Calificación de las demandas 3.1 Demanda presentada a nombre de Juan Dionisio Montes Salazar El libelista, basado en la causal primera, según la sistemática reglada en la Ley 600 de 2000, acusa la infracción indirecta de la ley sustancial, derivada de errores de hecho determinados por falsos juicios de identidad y de existencia. Sin embargo, revisados los argumentos sustento del reproche, la Sala avizora que su inconformidad radica en la apreciación que el sentenciador hizo de los testimonios de Rubilo José Erazo y Carmen Marina Gaviria, de los cuales dedujo la participación de Montes Salazar, en la conducta punible de concierto para delinquir.
Es verdad que Rubilo José Erazo rindió varias declaraciones al interior del proceso, la primera bajo reserva de identidad, conforme a la legislación vigente para esa época, y otras, sin aquella particularidad, en especial en el acto de la audiencia pública. La discusión que plantea el demandante está en establecer cuál de esas versiones es la que merece crédito, pues vale destacar que en la primera de ellas el deponente narró todas las incidencias respecto de los partícipes de la agrupación criminal, que tenía como fin el tráfico de estupefacientes y el lavado de activos de las ganancias provenientes de ese comportamiento delictual; mientras que en las otras, se retractó de las iniciales sindicaciones hechas en contra de los coacusados.
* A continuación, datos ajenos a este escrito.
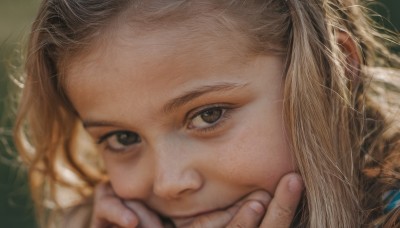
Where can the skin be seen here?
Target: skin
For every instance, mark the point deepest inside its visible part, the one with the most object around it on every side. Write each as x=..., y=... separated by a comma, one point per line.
x=189, y=129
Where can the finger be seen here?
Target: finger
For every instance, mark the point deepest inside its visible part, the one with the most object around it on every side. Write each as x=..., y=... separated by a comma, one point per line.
x=110, y=210
x=282, y=208
x=103, y=189
x=234, y=216
x=147, y=218
x=252, y=210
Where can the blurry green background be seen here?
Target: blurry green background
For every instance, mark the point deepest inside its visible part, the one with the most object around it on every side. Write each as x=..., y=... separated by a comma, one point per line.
x=16, y=17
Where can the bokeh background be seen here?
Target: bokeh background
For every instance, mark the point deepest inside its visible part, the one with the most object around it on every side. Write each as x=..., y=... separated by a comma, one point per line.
x=16, y=16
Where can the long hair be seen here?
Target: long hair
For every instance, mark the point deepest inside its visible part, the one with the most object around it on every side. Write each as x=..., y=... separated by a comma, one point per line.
x=337, y=130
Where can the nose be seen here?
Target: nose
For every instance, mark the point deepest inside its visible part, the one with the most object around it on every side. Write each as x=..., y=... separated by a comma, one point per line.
x=175, y=175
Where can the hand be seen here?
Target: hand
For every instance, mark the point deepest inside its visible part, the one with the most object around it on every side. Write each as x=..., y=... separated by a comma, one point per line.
x=110, y=211
x=257, y=209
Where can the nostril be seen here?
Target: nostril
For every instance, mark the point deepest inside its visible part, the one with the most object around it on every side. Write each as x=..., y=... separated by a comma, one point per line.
x=170, y=186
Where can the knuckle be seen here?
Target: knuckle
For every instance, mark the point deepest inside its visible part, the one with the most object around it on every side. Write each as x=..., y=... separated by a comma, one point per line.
x=202, y=222
x=283, y=212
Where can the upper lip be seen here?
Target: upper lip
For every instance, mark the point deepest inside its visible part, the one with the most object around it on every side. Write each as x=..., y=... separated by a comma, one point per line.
x=191, y=215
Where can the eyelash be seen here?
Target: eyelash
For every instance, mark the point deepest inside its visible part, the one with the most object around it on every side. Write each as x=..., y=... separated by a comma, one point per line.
x=226, y=111
x=225, y=108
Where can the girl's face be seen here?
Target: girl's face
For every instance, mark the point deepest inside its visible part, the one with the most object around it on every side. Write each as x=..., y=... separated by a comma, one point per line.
x=187, y=121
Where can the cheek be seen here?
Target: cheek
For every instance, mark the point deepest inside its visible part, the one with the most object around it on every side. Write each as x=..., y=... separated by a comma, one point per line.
x=129, y=179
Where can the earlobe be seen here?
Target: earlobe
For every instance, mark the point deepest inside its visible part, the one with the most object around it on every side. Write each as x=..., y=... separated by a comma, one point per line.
x=353, y=57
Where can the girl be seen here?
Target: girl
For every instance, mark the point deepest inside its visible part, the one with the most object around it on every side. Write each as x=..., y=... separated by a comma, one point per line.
x=204, y=111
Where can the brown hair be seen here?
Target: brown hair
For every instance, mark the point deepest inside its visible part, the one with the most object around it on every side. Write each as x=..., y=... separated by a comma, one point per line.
x=345, y=147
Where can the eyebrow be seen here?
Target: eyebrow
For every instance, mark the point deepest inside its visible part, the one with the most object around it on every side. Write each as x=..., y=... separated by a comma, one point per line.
x=198, y=92
x=177, y=102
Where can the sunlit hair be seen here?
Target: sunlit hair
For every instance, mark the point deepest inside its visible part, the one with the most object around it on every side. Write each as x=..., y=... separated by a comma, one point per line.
x=337, y=123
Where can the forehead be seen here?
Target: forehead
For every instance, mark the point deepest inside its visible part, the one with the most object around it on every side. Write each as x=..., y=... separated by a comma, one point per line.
x=152, y=59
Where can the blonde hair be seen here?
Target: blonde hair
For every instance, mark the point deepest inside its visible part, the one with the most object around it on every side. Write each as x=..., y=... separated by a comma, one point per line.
x=338, y=134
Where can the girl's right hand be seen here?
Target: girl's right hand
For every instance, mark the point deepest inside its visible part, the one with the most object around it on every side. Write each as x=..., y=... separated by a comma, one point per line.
x=257, y=209
x=110, y=211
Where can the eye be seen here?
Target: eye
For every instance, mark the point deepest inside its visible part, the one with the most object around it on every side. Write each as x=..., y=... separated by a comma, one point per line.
x=207, y=118
x=120, y=140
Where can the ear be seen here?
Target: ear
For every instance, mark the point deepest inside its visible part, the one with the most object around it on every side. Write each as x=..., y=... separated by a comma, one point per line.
x=353, y=57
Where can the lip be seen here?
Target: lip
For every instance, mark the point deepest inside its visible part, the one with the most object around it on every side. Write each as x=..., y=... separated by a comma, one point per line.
x=192, y=215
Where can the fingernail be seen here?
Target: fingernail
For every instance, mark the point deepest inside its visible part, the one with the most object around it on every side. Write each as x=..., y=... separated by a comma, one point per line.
x=127, y=218
x=257, y=207
x=295, y=184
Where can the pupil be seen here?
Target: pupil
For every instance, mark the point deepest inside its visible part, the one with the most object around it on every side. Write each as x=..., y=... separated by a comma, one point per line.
x=127, y=138
x=210, y=116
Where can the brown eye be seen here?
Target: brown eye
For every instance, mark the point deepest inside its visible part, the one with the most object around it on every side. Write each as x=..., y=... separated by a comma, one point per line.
x=207, y=118
x=211, y=116
x=120, y=140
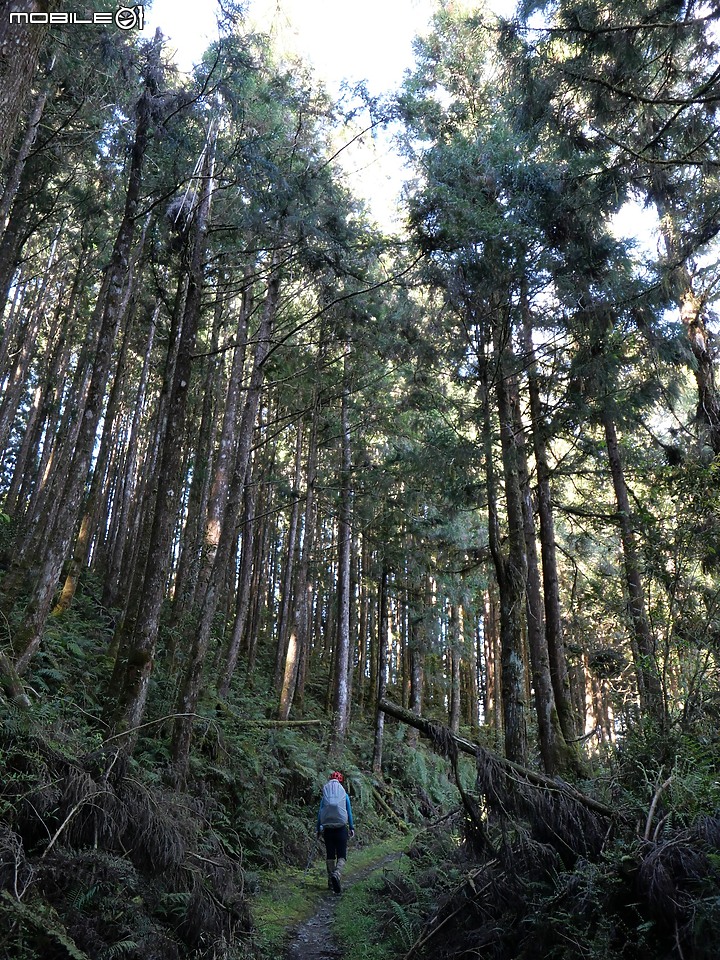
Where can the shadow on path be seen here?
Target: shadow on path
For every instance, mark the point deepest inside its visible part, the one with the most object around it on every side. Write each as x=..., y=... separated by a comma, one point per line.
x=313, y=940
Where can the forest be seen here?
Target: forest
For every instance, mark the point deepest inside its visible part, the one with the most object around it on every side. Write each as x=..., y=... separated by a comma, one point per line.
x=284, y=491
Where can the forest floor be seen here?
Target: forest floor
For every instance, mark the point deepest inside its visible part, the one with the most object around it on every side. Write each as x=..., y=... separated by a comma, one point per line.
x=315, y=939
x=296, y=913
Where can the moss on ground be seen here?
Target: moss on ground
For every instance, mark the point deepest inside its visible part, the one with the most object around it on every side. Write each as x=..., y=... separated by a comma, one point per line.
x=289, y=897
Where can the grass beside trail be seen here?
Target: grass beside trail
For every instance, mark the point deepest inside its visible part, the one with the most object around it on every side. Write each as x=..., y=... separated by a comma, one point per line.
x=361, y=931
x=288, y=897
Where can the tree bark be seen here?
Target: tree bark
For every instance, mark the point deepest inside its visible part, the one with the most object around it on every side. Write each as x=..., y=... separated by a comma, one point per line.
x=190, y=686
x=130, y=707
x=382, y=654
x=341, y=703
x=646, y=667
x=108, y=307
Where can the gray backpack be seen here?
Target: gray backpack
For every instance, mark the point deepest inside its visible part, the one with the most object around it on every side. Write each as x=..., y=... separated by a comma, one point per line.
x=333, y=812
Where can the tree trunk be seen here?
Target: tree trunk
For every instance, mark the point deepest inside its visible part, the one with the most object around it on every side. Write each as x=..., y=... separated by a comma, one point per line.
x=190, y=686
x=341, y=704
x=548, y=552
x=382, y=652
x=300, y=636
x=109, y=307
x=511, y=570
x=646, y=667
x=20, y=45
x=141, y=646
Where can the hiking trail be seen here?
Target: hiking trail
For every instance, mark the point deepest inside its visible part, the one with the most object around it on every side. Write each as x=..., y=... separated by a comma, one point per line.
x=313, y=939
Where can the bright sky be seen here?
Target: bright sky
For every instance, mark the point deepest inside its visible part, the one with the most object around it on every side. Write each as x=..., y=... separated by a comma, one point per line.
x=344, y=40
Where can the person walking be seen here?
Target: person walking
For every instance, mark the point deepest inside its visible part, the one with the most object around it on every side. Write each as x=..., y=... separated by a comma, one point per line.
x=334, y=825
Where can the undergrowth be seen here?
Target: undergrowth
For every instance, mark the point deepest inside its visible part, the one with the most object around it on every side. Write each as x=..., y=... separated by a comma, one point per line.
x=101, y=857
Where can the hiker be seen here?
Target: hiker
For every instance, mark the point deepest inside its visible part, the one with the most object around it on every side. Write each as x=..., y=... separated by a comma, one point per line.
x=335, y=822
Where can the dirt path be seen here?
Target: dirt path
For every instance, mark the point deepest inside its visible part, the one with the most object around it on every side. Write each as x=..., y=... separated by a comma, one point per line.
x=313, y=940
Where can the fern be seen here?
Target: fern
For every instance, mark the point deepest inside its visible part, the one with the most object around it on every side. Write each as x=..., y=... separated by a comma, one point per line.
x=121, y=949
x=405, y=925
x=44, y=919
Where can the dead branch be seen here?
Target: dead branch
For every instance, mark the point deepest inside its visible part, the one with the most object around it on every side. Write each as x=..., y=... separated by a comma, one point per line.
x=551, y=784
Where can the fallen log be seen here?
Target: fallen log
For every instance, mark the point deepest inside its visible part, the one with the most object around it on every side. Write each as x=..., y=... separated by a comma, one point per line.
x=431, y=730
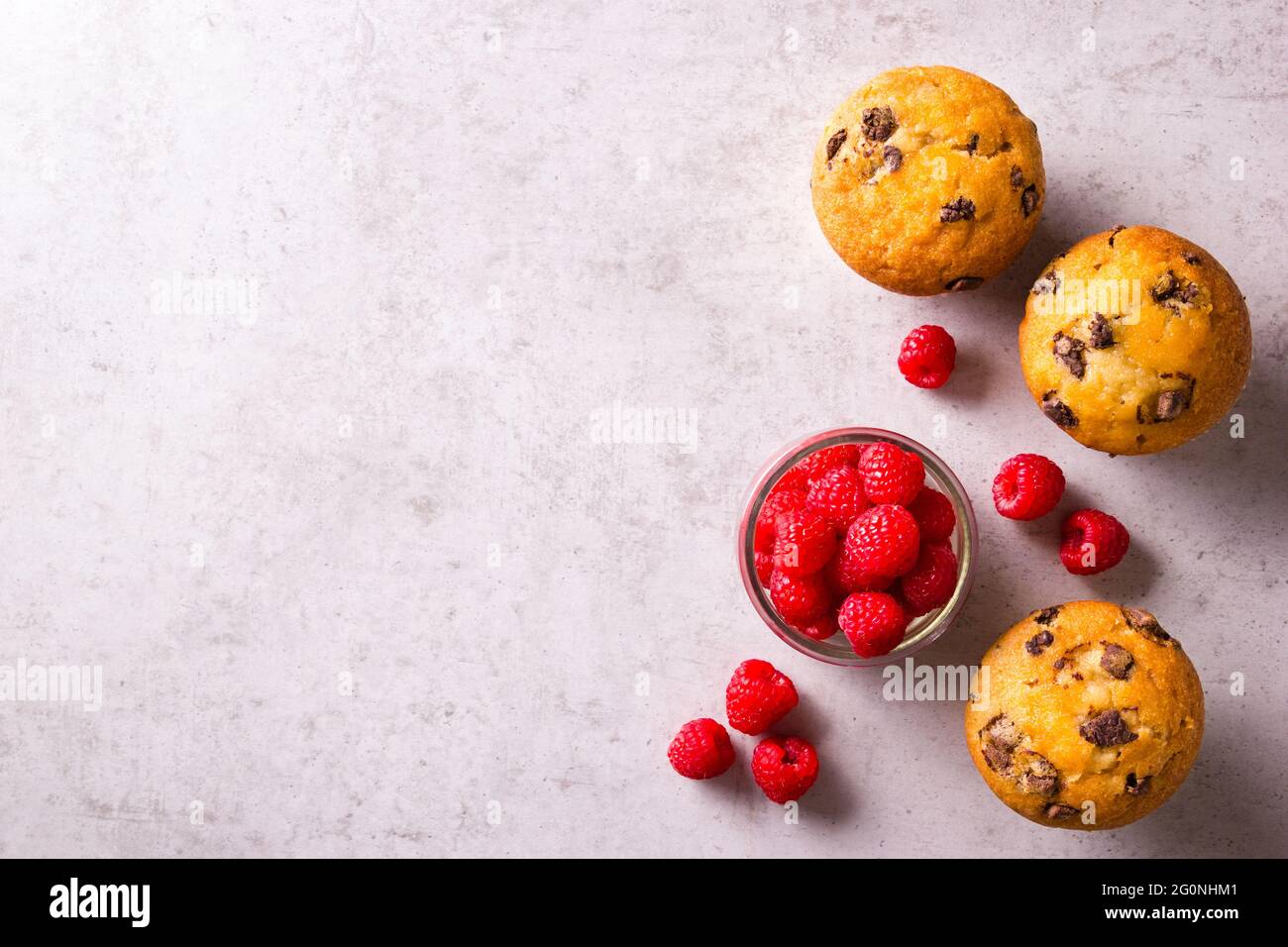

El sentenciador de segundo grado fue claro en ponderar dichas circunstancias y dentro de los postulados que informan la sana crítica, concluyó que la primera declaración que rindió Erazo tenía fundamento probatorio, en la medida en que las posteriores deponencias, esto es, cuando se retractó ante la justicia de los cargos realizados, entre ellos, contra Montes Salazar, no consultaban la verdad, por cuanto la misma estaba determinada por el miedo a informar el conocimiento que tenía del acontecer fáctico, dado que los sentenciados formaban parte de una organización criminal de carácter internacional.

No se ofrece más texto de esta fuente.